To sum up, we introduced two measures, which are in a perfect correlation with the two “gold rankings.” The measures consist of separate terms, accounting for different properties, which makes them easily interpretable and extensible for specific needs.
4. Related Work
Related properties of evaluation measures. As we define a set of properties that need to be satisfied by an evaluation measure for variable-length output, our work is closely related to the properties of truncated evaluation measures introduced in (Albahem et al., 2018). Their Relevance Monotonicity property is similar to our Correctness, except that Correctness imposes strict monotonicity. The Irrelevance Monotonicity property is similar to our Confidence, but it discounts for irrelevant documents at the end of the list only.
(Moffat, 2013) defined seven properties for effectiveness measures. The relevant properties, which our new evaluation measures also satisfy are Completeness, Realisability, Localisation and Boundedness. However, their Monotonicity property contradicts our Confidence property because it states that adding documents, which are not relevant, to the end of the list increases the score.
(Amigó et al., 2018; Sebastiani, 2015) also conducted an “axiomatic” analysis of IR-related evaluation measures. Our properties Confidence and Priority are akin to the ones discussed in (Amigó et al., 2013), but the latter are used in a different setup, i.e., for document retrieval, clustering, and filtering.

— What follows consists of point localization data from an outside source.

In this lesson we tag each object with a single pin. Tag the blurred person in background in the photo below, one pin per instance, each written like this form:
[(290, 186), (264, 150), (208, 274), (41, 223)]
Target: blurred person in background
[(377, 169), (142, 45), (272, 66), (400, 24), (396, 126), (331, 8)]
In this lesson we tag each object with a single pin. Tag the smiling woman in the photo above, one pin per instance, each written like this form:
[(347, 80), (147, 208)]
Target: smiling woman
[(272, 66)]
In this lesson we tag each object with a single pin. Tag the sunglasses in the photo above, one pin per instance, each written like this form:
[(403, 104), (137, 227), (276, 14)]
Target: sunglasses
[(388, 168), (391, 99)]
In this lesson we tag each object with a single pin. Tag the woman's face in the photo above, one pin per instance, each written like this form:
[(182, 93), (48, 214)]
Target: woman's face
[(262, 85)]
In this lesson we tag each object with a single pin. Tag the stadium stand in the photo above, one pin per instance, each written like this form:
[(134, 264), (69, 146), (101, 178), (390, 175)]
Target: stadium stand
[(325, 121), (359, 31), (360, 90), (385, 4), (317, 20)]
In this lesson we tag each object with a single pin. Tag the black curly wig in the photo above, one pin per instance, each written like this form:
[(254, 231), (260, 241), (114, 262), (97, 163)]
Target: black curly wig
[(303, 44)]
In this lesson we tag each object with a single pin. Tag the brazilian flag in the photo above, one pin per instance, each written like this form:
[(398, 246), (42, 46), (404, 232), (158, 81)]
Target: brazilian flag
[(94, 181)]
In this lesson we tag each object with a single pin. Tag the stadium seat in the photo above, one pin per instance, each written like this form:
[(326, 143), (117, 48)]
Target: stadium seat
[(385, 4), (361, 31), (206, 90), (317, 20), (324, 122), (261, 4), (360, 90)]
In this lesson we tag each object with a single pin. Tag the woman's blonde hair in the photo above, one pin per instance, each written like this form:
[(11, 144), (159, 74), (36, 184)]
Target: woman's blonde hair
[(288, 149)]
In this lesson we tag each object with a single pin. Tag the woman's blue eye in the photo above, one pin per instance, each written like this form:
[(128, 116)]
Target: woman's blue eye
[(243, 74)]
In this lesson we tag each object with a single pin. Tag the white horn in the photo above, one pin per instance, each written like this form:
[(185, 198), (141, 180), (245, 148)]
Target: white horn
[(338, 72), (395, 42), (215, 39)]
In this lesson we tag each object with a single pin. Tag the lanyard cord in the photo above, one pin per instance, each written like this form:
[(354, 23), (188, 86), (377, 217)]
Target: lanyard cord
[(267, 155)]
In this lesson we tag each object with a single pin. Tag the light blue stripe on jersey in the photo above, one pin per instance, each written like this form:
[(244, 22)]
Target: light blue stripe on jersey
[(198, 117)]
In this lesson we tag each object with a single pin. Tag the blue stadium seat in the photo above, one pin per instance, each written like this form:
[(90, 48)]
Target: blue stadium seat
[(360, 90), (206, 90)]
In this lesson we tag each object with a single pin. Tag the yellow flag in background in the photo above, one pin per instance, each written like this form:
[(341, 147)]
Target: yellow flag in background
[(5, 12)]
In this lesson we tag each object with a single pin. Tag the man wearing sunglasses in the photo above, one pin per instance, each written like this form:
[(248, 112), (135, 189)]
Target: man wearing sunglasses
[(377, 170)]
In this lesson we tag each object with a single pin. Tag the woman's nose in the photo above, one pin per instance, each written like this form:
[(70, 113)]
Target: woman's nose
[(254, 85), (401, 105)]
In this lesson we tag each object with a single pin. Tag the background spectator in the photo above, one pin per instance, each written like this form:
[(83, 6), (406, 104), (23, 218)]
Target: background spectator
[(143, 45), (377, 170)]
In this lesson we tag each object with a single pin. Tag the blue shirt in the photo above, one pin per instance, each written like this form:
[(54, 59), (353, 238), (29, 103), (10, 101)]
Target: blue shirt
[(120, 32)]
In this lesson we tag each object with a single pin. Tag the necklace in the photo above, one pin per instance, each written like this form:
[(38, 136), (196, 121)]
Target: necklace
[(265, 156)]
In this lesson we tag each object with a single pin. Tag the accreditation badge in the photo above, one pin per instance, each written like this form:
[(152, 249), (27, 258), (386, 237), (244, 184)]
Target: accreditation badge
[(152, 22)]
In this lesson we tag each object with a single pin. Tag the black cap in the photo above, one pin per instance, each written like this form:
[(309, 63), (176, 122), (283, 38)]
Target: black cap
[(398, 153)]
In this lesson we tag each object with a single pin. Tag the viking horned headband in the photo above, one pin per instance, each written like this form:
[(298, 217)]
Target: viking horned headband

Related evaluation measures. In Section 3, we discussed and evaluated the most relevant evaluation measures for both unranked (precision, recall, , and smoothed ) and ranked retrieval (nDCG (Järvelin and Kekäläinen, 2000), RR, MAP, smoothed MAP, RBP (Liu et al., 2016)). We found that they were unable to penalize the wrong responses according to the “gold order,” thus violating Confidence.
Apart from these measures, (Peñas and Rodrigo, 2011) introduced the c@1 measure, a modification of accuracy, suited for systems that may not return responses. However, their approach still does not penalize the number of returned wrong responses at the end of the list. Furthermore, (Peñas and Rodrigo, 2011; Voorhees, 2001; Sakai, 2004) assumed that a system can return an empty result list, which tackles the problem when the request does not have a correct response. However, we assume that the system should return at least one result, even if it is a default fallback intent.

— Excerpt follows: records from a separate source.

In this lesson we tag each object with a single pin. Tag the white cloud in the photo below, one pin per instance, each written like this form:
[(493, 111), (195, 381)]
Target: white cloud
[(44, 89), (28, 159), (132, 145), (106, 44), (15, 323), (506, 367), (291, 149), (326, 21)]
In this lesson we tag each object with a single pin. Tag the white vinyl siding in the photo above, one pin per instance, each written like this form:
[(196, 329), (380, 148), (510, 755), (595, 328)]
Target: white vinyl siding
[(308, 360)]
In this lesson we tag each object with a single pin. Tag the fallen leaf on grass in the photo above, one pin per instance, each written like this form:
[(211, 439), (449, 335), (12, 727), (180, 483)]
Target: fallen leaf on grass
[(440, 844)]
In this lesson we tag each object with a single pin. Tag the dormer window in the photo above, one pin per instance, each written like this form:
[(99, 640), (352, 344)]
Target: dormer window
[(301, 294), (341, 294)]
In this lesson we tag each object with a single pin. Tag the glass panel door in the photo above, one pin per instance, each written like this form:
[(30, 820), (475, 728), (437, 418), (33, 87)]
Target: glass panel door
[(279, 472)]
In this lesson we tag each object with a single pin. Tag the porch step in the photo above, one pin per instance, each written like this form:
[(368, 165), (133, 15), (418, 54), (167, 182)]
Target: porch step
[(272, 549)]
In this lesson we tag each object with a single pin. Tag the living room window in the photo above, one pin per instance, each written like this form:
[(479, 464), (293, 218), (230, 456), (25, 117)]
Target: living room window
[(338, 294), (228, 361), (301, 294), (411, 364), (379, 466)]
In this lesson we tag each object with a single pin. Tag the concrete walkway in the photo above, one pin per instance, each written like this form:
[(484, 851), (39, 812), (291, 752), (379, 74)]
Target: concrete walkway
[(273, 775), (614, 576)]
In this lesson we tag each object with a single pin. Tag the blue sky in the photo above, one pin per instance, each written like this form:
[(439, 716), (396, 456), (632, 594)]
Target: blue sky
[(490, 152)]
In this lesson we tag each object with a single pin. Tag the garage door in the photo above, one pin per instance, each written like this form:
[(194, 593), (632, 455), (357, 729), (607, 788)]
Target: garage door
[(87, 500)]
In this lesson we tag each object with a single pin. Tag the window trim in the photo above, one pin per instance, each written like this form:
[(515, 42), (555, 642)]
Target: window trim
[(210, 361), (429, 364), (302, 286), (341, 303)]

Another relevant field of research analyzes the likelihood that the user will continue exploring the response list based on different signals - time-biased gain (Smucker and Clarke, 2012), length of the snippet (Sakai and Dou, 2013), and information foraging (Azzopardi et al., 2018). However, in mobile search and chatbot platforms, the presented information is already minimized, and thus we aim to reduce the length of the returned results instead.

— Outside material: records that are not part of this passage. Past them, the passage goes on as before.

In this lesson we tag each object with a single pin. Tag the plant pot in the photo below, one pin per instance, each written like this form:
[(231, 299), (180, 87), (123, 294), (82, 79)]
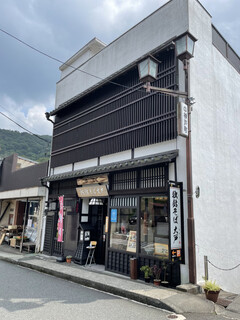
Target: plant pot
[(156, 282), (165, 283), (147, 279), (212, 295)]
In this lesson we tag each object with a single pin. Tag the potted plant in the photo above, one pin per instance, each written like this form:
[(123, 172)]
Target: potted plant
[(156, 271), (147, 273), (68, 259), (211, 290)]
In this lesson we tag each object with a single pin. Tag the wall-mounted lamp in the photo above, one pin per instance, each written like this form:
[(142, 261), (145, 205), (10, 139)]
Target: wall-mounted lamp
[(47, 115), (185, 46), (197, 191)]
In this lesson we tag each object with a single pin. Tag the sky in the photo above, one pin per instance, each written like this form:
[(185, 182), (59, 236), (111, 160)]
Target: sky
[(60, 28)]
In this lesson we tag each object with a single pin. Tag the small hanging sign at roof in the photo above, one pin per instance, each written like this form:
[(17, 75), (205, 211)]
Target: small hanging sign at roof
[(90, 192), (182, 119), (92, 180)]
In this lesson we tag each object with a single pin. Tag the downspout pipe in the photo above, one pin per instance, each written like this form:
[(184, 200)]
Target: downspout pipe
[(190, 219)]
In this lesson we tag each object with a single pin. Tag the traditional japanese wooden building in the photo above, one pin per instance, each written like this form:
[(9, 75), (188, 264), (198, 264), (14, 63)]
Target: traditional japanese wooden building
[(119, 156)]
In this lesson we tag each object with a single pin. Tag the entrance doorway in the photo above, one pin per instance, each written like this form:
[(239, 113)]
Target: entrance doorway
[(20, 211), (98, 215)]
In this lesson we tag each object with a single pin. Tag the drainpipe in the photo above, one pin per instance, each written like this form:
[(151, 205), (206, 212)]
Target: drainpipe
[(190, 219)]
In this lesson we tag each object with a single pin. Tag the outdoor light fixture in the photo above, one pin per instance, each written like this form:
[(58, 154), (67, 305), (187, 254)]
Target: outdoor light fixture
[(185, 46), (95, 202), (148, 69)]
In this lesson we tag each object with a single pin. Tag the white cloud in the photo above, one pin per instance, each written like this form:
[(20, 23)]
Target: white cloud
[(34, 120)]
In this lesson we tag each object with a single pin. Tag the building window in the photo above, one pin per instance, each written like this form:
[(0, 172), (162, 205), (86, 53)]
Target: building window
[(154, 238), (124, 180), (152, 177), (123, 233)]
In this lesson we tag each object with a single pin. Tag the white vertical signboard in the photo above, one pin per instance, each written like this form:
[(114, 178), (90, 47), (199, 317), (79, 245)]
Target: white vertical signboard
[(175, 218), (182, 119)]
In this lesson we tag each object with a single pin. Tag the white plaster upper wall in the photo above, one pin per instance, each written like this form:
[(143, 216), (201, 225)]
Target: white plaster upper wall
[(169, 21), (215, 153), (77, 63)]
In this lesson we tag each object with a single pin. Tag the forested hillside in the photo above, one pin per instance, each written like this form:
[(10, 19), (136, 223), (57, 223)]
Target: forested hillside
[(25, 145)]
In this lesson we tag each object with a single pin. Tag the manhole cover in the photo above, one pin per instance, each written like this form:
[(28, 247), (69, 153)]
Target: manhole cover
[(176, 316)]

5. Conclusion and Future Work
We have studied the problem of evaluating variable-length response lists for chatbots, given the conflicting objectives of keeping these lists short while maximizing the likelihood of having a correct response in the list. In particular, we argued for three properties that such an evaluation measure should have. We further showed that existing evaluation measures from the IR tradition do not satisfy all of them. Then, we proposed novel measures that are especially tailored for the described scenarios, and satisfy all properties.
We plan to extend this work to the context in which more than one correct answer might exist, since a long and complex input question may contain multiple intents (Xu and Sarikaya, 2013). This would also be of interest for mobile retrieval in general, where results may need to be truncated due to limited screen space.